Of course, precarious working and low pay are the weapons the bosses use to maximise their profits. But workers are fighting these methods by organising in the trade unions.
Look at the impressive strike action by ancillary workers at Barts health trust in east London. Serco pays them as little as it can get away with, less than their fellow workers on NHS contracts.
And these methods are not confined to porters, cleaners etc. Many NHS trusts and commercial GP surgeries are forming companies to supply services like physiotherapy, laboratories and diagnostics.
Temporary, insecure employment is no way to run a proper health service. Patients on long waiting lists are being softened up to the idea of seeking treatment in the private sector.
One of the most shocking things when the pandemic started was the thousands of needless deaths in care homes. Elderly people were being discharged back to care homes without being tested.
But care homes, in spite of being a multibillion industry, are founded on low pay and precarious working. Agency workers were working in more than one home a day, often with inadequate PPE. If you had Covid symptoms, but you couldn’t get sick pay – you had to work.

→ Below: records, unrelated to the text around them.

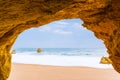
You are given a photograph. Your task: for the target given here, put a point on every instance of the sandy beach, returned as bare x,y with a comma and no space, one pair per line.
43,72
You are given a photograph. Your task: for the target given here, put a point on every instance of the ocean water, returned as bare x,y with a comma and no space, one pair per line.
89,57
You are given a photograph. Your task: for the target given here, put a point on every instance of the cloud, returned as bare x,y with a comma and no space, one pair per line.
44,29
58,31
62,23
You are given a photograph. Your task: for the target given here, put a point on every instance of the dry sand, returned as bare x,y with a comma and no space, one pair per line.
41,72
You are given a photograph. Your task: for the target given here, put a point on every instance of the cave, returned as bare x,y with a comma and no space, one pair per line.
100,16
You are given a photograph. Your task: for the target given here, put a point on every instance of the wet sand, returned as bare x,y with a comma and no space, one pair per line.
43,72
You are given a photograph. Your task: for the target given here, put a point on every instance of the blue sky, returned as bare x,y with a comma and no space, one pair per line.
59,34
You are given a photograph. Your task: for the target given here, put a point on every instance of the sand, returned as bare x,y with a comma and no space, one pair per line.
42,72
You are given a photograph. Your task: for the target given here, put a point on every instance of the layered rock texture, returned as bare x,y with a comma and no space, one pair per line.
100,16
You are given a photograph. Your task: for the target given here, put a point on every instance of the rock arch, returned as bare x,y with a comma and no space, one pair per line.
100,16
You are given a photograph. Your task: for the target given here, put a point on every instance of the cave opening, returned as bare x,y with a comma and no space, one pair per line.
59,38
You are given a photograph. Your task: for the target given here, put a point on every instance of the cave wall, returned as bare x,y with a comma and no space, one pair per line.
100,16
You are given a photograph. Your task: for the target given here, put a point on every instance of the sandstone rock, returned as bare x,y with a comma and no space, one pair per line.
13,52
100,16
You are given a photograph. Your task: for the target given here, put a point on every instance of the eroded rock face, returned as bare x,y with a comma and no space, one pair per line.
100,16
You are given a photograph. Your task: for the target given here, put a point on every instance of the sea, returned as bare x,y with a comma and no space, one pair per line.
89,57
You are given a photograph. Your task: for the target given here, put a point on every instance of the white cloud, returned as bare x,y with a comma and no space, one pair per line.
61,22
58,31
44,29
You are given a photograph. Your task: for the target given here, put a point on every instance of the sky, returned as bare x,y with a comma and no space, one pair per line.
59,34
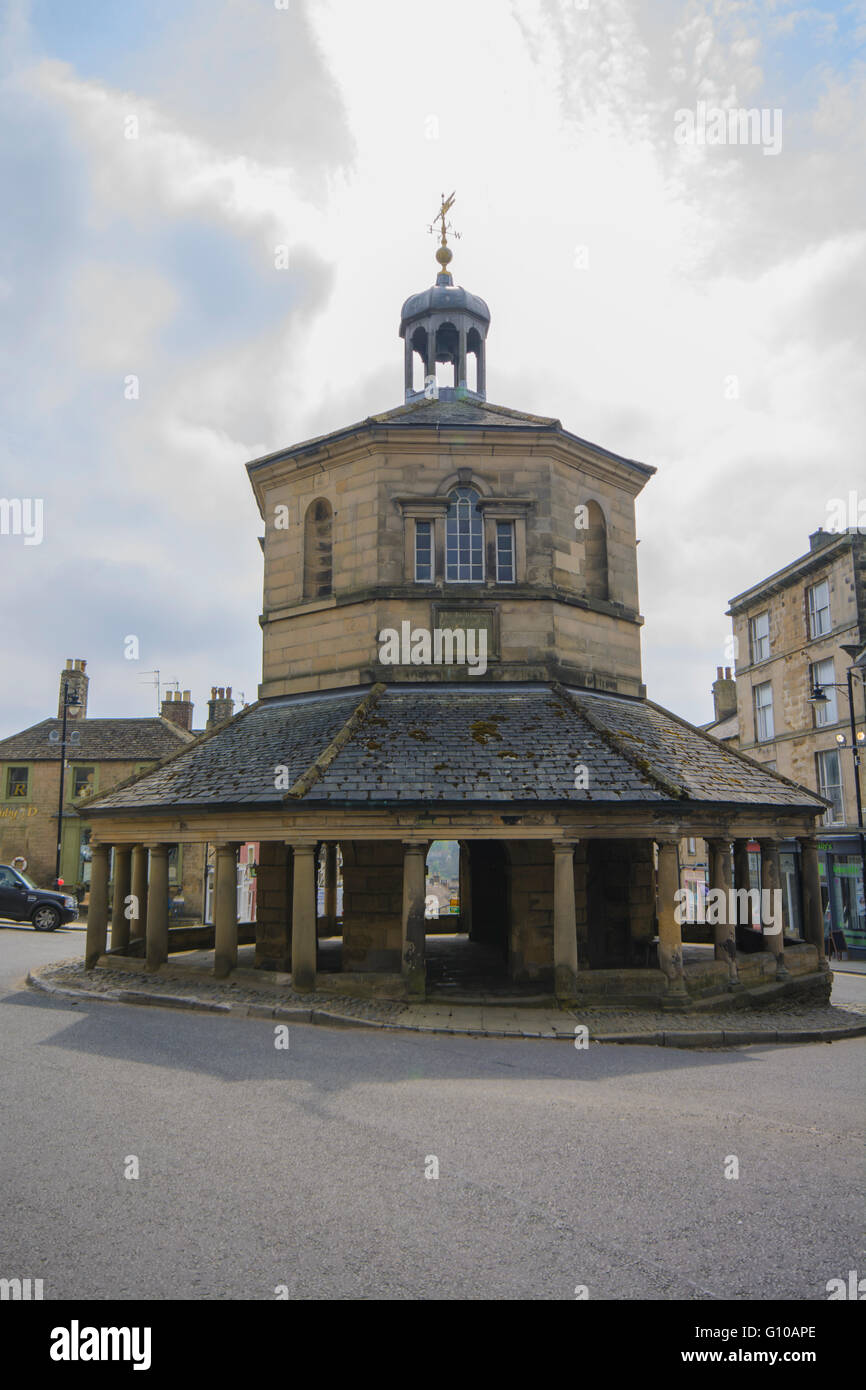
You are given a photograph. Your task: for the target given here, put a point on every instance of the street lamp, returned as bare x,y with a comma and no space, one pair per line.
858,738
68,698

83% of care homes are run for a profit, often by multinational chains. 5,500 different providers operate 11,300 care homes.
NHS and local authorities have closed or sold off nearly half a million care home beds through the cuts of previous decades. Community and long-stay care is even more privatised and fragmented in the UK than it is in the US.
The NHS, one of the most important achievements of working-class people, is being undermined and blatantly sold off. The expertise and dedication of healthcare workers is being offered up to ruthless multinationals. These companies have honed their business plan in the expensive and ineffective US system.
But we can take our lead from the workers who are fighting back, not just for their pay and conditions, but to defend and rebuild the NHS itself. This struggle needs to be generalised. Many people probably don’t know much about the latest round of attacks as they rumble through the House of Lords, but they would join a generalised struggle to stop them.